AI summary
Chevron menghadapi tantangan besar dalam operasi minyaknya di Venezuela akibat sanksi AS. Ekspor minyak Venezuela mengalami penurunan drastis, yang berdampak pada ekonomi negara. PDVSA berusaha mengatasi masalah pembayaran dan pengembalian minyak di tengah ketidakpastian sanksi. Sebuah kapal yang disewa oleh Chevron membawa sekitar 300.000 barel minyak Venezuela dan dijadwalkan untuk mulai membongkar di pelabuhan Venezuela. Ini adalah kapal terakhir yang mengembalikan kargonya setelah perusahaan negara PDVSA memerintahkan pengembalian minyak karena ketidakpastian pembayaran terkait sanksi AS. Kapal berbendera Kepulauan Marshall, Dubai Attraction, mulai membongkar kargo di terminal Amuay, Venezuela.Ekspor minyak Venezuela turun hampir 20% pada bulan April menjadi 700.000 barel per hari, yang merupakan level terendah dalam sembilan bulan. Ekspor minyak mentah Venezuela oleh Chevron ke AS turun 69% menjadi sekitar 66.000 barel per hari. Beberapa kapal tanker yang disewa Chevron dipasarkan untuk kontrak spot di tempat lain, menunjukkan bahwa Chevron tidak mengharapkan untuk memuat semua kargo yang biasanya mereka kirim dari Venezuela.Lisensi Chevron untuk beroperasi di Venezuela dicabut oleh pemerintahan Donald Trump pada bulan Maret, dengan tenggat waktu Mei untuk menghentikan operasi dan ekspor minyak. Tenggat waktu yang sama juga diberikan kepada mitra PDVSA lainnya seperti Eni, Repsol, Maurel & Prom, dan Reliance Industries untuk menghentikan kargo minyak yang menuju Eropa dan Asia. Sementara itu, kapal tanker yang disewa oleh rumah dagang Vitol memuat dan membongkar secara normal di pelabuhan Venezuela.

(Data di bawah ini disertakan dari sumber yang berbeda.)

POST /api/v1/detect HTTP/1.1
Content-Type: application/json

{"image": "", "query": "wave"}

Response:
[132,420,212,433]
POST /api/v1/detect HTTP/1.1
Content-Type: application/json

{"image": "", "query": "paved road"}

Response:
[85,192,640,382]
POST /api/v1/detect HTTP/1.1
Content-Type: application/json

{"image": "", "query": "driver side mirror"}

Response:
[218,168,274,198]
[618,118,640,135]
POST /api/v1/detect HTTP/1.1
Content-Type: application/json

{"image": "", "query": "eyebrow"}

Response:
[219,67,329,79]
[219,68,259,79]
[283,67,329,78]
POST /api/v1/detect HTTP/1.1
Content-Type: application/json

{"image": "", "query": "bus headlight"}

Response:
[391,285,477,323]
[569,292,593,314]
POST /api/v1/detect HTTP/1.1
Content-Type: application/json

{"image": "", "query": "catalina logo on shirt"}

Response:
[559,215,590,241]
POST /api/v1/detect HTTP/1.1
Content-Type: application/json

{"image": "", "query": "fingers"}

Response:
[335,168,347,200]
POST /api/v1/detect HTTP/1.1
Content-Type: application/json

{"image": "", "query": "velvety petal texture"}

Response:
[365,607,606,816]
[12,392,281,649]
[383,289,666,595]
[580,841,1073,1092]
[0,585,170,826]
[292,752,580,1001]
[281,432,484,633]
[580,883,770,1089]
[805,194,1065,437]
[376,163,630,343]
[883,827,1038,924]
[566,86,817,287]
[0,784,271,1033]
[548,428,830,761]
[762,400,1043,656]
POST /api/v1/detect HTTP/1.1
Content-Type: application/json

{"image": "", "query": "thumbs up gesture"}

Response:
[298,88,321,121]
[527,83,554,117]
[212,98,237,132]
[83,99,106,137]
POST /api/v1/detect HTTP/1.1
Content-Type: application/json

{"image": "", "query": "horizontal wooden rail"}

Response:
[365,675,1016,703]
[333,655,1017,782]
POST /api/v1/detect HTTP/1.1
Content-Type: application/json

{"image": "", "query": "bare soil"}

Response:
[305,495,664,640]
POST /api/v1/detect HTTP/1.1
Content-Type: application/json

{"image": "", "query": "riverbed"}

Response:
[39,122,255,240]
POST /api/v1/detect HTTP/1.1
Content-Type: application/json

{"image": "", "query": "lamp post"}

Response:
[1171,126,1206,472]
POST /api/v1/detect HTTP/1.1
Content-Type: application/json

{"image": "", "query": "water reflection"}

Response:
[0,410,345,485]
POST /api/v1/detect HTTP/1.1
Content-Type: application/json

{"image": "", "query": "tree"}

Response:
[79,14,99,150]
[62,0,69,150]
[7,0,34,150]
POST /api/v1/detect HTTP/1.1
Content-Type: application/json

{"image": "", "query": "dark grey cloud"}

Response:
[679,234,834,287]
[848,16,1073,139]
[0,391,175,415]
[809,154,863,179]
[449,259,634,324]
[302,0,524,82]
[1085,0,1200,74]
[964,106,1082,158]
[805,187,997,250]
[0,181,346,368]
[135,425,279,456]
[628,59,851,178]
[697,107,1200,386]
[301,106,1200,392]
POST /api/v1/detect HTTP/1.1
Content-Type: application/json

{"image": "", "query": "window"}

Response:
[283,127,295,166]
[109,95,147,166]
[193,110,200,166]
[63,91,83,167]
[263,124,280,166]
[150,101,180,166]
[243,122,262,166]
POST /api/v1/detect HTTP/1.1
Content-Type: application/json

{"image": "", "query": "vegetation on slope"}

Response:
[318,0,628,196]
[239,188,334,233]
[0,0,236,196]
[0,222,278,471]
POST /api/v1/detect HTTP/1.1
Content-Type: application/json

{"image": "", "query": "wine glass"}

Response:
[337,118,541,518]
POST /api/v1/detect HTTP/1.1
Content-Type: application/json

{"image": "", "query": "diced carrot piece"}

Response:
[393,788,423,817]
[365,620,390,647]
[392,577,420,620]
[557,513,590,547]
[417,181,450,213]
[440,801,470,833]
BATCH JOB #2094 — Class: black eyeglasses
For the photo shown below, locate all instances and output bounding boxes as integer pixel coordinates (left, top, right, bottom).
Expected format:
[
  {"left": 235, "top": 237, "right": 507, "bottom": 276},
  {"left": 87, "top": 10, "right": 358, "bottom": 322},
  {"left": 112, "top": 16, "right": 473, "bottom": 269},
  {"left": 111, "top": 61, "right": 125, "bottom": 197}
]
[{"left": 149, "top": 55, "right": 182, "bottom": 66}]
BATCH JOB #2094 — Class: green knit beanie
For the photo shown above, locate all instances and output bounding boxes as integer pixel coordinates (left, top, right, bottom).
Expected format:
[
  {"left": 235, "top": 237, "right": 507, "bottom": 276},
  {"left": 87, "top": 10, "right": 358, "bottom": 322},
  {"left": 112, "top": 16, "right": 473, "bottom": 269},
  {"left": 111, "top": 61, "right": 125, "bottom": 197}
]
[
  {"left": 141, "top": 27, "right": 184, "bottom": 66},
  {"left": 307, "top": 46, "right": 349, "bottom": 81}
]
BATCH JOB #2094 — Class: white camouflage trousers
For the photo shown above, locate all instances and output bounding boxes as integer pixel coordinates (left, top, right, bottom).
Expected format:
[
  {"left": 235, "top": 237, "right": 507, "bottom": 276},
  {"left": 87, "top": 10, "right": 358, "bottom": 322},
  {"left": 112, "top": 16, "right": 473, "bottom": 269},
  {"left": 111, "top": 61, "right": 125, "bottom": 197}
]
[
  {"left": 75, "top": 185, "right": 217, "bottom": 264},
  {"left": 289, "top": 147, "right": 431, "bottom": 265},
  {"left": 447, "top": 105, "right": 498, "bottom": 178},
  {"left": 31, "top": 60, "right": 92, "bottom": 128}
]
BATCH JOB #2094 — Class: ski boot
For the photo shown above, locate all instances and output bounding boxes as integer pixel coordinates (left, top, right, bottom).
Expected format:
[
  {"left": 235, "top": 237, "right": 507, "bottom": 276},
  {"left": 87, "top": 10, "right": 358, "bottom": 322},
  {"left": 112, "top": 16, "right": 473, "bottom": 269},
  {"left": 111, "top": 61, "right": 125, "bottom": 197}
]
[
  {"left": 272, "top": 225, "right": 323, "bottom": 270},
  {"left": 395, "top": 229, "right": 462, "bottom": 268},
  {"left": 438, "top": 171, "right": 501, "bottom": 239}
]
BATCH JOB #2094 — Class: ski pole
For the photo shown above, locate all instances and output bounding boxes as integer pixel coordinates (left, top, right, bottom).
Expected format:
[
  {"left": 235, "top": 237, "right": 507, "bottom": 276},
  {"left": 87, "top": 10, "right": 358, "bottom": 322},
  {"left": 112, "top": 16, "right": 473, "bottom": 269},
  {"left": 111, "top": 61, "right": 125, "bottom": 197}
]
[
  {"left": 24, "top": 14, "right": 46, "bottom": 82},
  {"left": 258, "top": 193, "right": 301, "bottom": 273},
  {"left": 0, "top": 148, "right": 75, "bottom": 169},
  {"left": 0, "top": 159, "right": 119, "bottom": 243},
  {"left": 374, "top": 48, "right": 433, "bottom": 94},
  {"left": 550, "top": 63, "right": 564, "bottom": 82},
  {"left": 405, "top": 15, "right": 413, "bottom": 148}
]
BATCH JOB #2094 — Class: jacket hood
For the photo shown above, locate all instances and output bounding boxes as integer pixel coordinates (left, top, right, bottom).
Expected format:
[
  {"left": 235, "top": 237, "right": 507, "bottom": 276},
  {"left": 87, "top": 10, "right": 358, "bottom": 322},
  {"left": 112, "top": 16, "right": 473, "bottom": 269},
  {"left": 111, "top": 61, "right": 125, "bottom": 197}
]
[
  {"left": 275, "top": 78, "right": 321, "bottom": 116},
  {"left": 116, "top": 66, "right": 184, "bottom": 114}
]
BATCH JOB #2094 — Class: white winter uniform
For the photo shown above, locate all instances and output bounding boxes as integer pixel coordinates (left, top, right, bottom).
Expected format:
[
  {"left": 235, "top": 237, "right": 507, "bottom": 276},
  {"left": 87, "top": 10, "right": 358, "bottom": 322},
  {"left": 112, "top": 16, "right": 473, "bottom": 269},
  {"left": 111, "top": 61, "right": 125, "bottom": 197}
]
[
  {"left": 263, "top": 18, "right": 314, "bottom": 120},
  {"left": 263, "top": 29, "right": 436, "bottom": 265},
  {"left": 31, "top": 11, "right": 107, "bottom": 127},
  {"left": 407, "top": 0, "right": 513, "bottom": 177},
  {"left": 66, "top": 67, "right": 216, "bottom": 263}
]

Sanksi AS benar-benar mengganggu aliran minyak dari Venezuela ke pasar global dan memperlemah kepercayaan perusahaan asing terhadap kestabilan bisnis di sana. Meski ini mengurangi penghasilan Venezuela dalam jangka pendek, pemerintah Venezuela tampaknya sulit untuk segera melemahkan sanksi ini tanpa bantuan diplomatik yang serius.